2011 Fiscal Year Annual Research Report
Project/Area Number |
10J04810
|
Research Institution | Hiroshima University |
Principal Investigator |
久野 雄介 広島大学, 大学院・理学研究科, 特別研究員(PD)
|
Keywords | 写像類群 / モノドロミー / Dehnツイスト / Goldman Lie代数 / Johnson準同型 |
Research Abstract |
射影空間に埋め込まれた非特異射影多様体を、適切な次元の平面たちで切断してできる代数曲線族の位相的モノドロミーについて、ディスクリミナントの補集合の基本群と曲面の写像類群の比較という、相対的な立場からの研究を行っている。今年度は、昨年度に得られた、「Dehnツイストの一般化」という概念に関する研究を集中的に行った。
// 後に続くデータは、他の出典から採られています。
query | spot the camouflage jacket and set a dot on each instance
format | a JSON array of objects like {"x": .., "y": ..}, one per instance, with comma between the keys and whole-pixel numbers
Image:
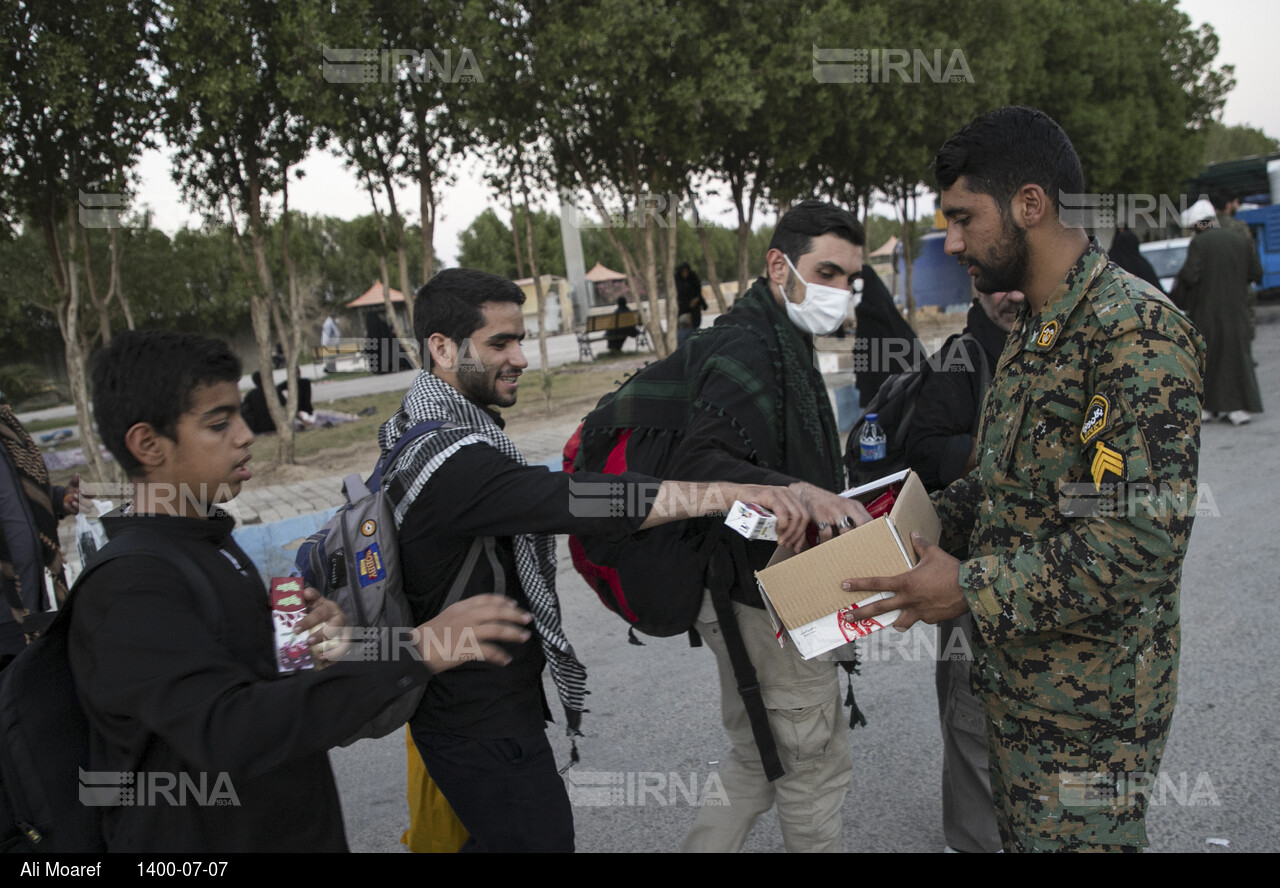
[{"x": 1077, "y": 518}]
曲面の上の単純とは限らないループに対し、それに沿うDehnツイストというものが定まり、これを一般Dehnツイストと呼ぶ。 (1)一般Dehnツイストの持つある種の局所性に着目し、基本亜群への作用に対するDehn-Nielsen埋め込みの枠組みにおいて、一般Dehnツイストの定義を境界を持つ任意の一般の曲面上に拡張した。また、一般Dehnツイストの局所性と相補う、ある種の切り貼りの議論を確立した。 (2)曲線の自己交叉を測るある写像を導入し、一般Dehnツイストが写像類群の要素を与えるかという問題への応用を与えた。昨年度得ていた8の字ループ以外にも、写像類群の要素を与えないループの例が多く得られた。これらは、写像類群のJohnson写像の像に対する新しい障害を与える。 (3)一般Dehnツイストの三次元多様体論からの解釈、特にホモロジー同境との関係の解明を試みた。 その他、昨年度の研究の継続として、Goldman Lie代数とKontsevichのLie代数の関係を研究した。Goldman Lie代数の持つTuraev余括弧積と呼ばれる余括弧積を参考にし、KontsevichのLie代数が自然な余括弧積を持ち、双Lie代数の構造を持つことを示した。この二つの余括弧積は適合していないことが判明したが、その理由については現在考察を進めている。